Настил моста был деревянный, копыта коней стучали громко и чуть глуховато. Звук получался красивым. Я была в восторге от происходящего.

Замок я увидела неожиданно. Просто подняла глаза от пропасти за перилами моста… и ахнула.

Чуть в стороне от моста на скале возвышался замок. Он стоял на самом краю обрыва, как будто дремучий и мрачный лес теснил его в пропасть. Островерхие крыши венчали круглые башни. Стекла в больших стрельчатых окнах непроницаемо темнели. Наверняка вместо стекол в них вставлены мозаики. Смотришь снаружи — темное, неприветливое стекло. Однако изнутри оно превращается в яркую, наполненную теплым и мягким светом прозрачную картину.

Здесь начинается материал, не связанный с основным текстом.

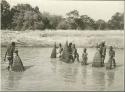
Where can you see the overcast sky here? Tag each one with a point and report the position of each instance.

Я глаз не могла отвести от замка. Все удлиненное, заостренное, устремленное вверх — каменное воплощение мистической, иррациональной, дерзкой тяги души к неведомому. При этом замок не был легким, летящим, пронизанным светом. Он прочно стоял на земле и был неотъемлемой частью гор и лесов. Да, теперь мне уже не казалось, что враждебный лес вытолкнул его на обрыв. Наоборот, замок вырастал из дебрей, был их порождением, нес на себе печать этих пустынных и диких мест. Его каменные стены вырвались из скального камня, разрывая травяной покров, взмыли вверх. Но при этом остались крепко сросшимися со скалой, будто мощными корнями вцепились, вплелись в каменные недра. Замок был сказкой. В нем скрывались тайны. Может быть, романтические, может быть, мрачные и даже страшные — сказки бывают разные. Он манил своей недоговоренностью, сокрытой за каменными стенами башен. Я влюбилась в это чудо с первого взгляда. Ух, как не терпелось поскорее увидеть Марику и расцеловать ее за такой роскошный сюрприз!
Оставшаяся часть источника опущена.